I believe that reproducing this issue should be possible by constructing two extremely large (exceeding 3MB) key-value pairs and then sending consecutive get requests.

my machine environment：
Linux VM-4-9-ubuntu 5.15.0-72-generic #79-Ubuntu SMP Wed Apr 19 08:22:18 UTC 2023 x86_64 x86_64 x86_64 GNU/Linux

and redis version：
Redis server v=7.2.4

Stirling version:
just building from source(main branch)

Dom Delnano · Answer 1 · Tue Mar 05 2024 15:25:09 GMT+0800 (China Standard Time)

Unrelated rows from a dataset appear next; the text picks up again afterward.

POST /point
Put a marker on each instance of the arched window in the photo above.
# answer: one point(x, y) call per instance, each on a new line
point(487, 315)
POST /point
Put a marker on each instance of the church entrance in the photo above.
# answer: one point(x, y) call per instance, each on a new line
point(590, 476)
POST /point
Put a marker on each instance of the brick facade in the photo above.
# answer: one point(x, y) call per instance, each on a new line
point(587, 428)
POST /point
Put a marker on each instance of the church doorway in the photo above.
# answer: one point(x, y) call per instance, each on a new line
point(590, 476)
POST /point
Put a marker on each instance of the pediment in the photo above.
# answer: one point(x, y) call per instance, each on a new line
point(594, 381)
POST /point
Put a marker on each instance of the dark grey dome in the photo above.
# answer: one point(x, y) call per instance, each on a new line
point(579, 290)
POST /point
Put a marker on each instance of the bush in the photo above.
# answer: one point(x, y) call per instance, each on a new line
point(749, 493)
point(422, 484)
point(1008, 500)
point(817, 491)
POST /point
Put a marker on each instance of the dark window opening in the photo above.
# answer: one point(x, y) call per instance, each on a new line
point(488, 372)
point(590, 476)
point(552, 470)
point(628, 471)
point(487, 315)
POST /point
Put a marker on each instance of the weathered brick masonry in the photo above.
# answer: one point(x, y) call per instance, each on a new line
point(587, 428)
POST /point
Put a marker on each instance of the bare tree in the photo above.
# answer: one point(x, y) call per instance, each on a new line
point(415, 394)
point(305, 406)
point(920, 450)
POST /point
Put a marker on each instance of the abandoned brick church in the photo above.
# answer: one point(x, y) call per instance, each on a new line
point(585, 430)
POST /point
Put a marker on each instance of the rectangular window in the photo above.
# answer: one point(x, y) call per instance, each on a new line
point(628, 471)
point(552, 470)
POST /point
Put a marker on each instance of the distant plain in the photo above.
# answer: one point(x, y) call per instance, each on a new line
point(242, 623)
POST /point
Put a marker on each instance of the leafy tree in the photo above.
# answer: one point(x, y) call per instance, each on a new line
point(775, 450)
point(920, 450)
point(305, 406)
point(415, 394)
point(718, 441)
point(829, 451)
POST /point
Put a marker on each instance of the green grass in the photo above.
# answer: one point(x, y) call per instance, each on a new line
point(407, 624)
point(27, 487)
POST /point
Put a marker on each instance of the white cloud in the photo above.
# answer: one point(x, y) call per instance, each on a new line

@hengyoush thanks for the detailed bug report. There are some well known issues that cause missing protocol traces as payload size increases (#1755 for example). I need to spend some time trying your instructions and investigating the source of the issue and hope to do that over the next few days.